I have to lug around a small suitcase with everything I need in it; like my passport, Nevada I.D., bank information, etc. A lot of times I ran into people with it. As I walked by a man at a ticket machine, he stepped on my suitcase. He said to me, looking straight at me, “Oh, I’m sorry, sir .” His girlfriend, who was standing by him, giggled. I said to myself “okay, you want to f–k with me”. So I said, “Oh, it’s all right, ma’am.” His girlfriend began howling. She thought my remark funny. I said, “A good one, huh?” She answered, “Oh, yeah.” and began laughing again. The man did not like my remark. But I got him back. The men like to do that to me, call me a man. I in no way, shape or form look like a man. If I look like a man, I’m a very feminine man. Always playing mind games. The idiots!
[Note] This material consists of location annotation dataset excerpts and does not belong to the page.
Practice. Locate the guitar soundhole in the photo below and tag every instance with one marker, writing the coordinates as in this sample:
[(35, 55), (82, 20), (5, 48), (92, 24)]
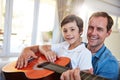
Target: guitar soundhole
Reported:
[(38, 68)]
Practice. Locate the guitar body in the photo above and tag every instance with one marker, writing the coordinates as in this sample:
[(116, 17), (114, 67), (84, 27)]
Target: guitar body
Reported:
[(32, 72)]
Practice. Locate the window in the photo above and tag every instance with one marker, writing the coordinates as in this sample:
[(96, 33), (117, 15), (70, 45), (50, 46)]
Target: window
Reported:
[(22, 22), (46, 21), (25, 22)]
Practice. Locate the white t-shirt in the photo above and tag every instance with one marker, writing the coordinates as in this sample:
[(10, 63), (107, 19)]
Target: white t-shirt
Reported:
[(80, 56)]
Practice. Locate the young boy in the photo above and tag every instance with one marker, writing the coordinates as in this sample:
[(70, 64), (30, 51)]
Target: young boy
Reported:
[(72, 47)]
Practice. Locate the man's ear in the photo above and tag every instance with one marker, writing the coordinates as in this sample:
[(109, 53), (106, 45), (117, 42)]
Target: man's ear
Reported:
[(109, 32)]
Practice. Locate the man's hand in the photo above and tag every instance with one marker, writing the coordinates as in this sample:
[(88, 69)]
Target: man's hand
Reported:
[(24, 58), (73, 74)]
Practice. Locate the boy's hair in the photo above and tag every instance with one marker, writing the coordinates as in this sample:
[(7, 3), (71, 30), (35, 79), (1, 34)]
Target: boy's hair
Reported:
[(104, 14), (72, 18)]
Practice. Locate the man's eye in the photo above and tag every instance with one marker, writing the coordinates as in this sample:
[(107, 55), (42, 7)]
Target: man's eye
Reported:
[(72, 29)]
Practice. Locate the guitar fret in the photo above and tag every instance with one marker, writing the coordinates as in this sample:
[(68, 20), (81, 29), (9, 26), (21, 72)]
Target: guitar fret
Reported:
[(87, 76)]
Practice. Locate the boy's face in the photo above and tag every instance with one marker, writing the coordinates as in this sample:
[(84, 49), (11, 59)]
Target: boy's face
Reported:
[(70, 32)]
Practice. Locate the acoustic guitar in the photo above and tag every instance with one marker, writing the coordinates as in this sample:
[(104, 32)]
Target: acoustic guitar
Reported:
[(41, 69), (32, 71)]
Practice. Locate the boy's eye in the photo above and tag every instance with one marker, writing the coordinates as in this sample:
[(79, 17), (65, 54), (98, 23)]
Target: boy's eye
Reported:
[(72, 29), (65, 31)]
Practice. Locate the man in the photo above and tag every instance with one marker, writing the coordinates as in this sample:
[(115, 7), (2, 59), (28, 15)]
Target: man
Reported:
[(104, 63)]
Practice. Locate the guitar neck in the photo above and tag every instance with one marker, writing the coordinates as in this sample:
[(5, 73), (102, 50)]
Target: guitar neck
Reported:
[(60, 69), (88, 76)]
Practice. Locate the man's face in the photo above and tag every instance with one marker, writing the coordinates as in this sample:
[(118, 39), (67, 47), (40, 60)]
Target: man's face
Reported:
[(97, 31)]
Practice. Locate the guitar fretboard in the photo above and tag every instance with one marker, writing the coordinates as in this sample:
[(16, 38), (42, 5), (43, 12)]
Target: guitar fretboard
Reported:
[(61, 69)]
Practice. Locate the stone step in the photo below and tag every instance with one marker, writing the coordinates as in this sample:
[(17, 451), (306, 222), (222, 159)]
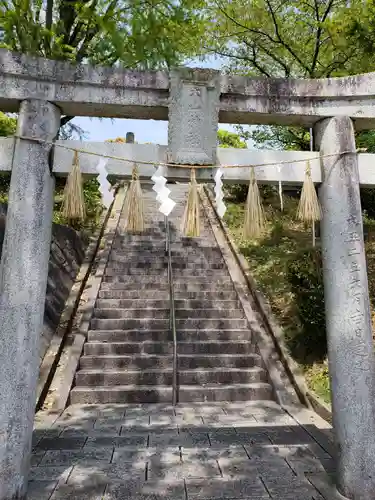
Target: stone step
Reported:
[(182, 246), (117, 313), (149, 347), (121, 394), (204, 279), (120, 348), (161, 324), (145, 294), (94, 378), (143, 272), (225, 305), (161, 263), (166, 335), (181, 288), (132, 313), (163, 394), (142, 362), (222, 392)]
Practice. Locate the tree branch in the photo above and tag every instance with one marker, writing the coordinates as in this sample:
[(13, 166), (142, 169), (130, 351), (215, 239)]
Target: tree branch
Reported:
[(49, 14), (319, 32), (281, 40), (65, 119), (272, 55)]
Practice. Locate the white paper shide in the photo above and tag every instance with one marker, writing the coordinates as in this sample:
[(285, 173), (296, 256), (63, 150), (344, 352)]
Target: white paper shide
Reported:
[(219, 193), (104, 185), (162, 192)]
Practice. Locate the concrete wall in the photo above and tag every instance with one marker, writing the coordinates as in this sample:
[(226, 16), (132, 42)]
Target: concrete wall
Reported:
[(67, 252)]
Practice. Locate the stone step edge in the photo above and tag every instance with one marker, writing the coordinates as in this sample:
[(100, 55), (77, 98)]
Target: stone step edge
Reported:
[(111, 371), (140, 388)]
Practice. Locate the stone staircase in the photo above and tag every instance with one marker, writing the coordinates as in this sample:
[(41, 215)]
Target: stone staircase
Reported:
[(128, 355)]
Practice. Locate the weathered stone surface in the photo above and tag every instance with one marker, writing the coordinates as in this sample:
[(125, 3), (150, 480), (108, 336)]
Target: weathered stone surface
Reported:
[(23, 280), (349, 332), (83, 90), (193, 116), (210, 471), (66, 255)]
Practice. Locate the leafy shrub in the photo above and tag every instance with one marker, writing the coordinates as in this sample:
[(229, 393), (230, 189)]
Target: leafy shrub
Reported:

And yesterday, when I was leaving the library, a man waiting for the computer, said to the woman sitting next to him, “Do you know who she is?” The woman answered “No.” He said to her “She’s one of those government conspiracy nuts!” He made sure I heard his remark. That’s another one of the games they play with us. Always calling us nuts. The man can call me nuts all he wants, but in the end, I will win. It seems Americans are afraid of being called nuts, crazy, mentally ill. I can understand why. Anytime there’s a killing, the media, or politicians, all come out using words like mentally ill, etc. And they use it non-stop. So people are afraid of the word mentally ill, crazy or nuts. We know what they do to mentally ill people. We put them on trial and abuse them in a mental ward, or put them in prison.
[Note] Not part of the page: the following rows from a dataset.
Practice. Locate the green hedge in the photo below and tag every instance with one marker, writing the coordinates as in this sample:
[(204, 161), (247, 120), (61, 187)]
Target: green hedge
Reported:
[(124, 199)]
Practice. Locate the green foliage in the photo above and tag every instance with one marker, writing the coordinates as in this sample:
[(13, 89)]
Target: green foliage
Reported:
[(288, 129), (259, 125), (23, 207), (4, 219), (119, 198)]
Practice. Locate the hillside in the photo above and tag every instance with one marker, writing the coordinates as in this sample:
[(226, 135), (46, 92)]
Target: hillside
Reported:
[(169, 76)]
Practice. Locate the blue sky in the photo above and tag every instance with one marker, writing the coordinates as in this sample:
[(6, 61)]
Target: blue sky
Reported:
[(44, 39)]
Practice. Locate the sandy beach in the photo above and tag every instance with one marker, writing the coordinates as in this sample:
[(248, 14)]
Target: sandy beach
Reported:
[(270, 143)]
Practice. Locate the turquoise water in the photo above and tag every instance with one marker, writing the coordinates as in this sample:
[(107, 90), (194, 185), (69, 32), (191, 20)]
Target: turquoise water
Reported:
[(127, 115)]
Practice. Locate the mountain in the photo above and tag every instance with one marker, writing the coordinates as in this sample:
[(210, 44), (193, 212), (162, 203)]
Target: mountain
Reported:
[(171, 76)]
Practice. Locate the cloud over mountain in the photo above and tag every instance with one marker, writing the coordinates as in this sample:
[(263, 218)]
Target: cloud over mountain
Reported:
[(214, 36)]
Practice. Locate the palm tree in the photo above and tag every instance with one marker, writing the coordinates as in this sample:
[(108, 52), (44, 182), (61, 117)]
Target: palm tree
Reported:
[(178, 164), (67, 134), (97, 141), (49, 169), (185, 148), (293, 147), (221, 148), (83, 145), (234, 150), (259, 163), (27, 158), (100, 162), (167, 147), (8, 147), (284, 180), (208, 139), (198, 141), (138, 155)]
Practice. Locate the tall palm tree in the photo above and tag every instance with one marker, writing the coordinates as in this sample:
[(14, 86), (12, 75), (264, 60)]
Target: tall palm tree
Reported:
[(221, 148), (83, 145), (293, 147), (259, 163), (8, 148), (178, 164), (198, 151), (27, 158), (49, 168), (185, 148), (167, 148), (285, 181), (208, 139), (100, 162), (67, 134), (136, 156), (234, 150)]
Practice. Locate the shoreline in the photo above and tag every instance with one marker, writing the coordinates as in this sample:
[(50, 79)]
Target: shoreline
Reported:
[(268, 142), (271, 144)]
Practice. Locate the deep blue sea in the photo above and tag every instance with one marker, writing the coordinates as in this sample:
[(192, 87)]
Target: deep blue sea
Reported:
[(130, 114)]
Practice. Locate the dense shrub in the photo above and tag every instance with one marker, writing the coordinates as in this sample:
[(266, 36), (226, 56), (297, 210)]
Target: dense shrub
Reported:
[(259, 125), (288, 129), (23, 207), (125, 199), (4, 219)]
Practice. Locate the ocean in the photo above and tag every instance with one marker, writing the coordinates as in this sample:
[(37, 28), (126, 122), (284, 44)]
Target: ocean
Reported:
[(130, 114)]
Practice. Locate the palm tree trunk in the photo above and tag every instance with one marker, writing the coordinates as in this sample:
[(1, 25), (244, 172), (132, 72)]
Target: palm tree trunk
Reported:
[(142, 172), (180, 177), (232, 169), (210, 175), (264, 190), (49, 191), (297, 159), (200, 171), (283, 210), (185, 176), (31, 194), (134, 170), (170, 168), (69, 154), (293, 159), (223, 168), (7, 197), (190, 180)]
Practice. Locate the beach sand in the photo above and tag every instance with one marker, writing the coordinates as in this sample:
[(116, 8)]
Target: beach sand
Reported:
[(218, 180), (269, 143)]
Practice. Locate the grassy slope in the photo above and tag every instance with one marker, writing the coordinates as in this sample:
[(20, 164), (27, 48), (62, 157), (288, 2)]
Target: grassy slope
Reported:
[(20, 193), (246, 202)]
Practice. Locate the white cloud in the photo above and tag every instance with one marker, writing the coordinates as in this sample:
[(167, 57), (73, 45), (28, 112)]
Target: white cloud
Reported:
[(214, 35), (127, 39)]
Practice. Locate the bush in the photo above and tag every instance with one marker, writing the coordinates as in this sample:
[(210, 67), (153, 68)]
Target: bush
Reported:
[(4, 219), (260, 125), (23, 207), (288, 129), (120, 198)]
Anyway, today is one of those days, I don’t want to be harassed. Just the thought of coming out today made me sick to my stomach. I want to be left alone without some idiot standing close to me, making constant remarks about my appearance, hitting me with electricity, calling me a man, I’m sick of all the jerks. I know I’ll survive today and all the other days but I wish the jerks would leave me alone! The only way I’ve been able to survive is cursing them under my breath. As I walk away from them., I repeat under my breath, I wish they die, die, die. Just like this very minute. The woman sitting next to me is talking to herself and making “um, um, um” noises. Why the hell can’t she use the computer without all the “uming”?
I don’t want to be thrown out of the library again. I hope I can keep my mouth today. I’m not feeling very loving toward anyone today,. I’m sick of the human race. I wish I could be a bird.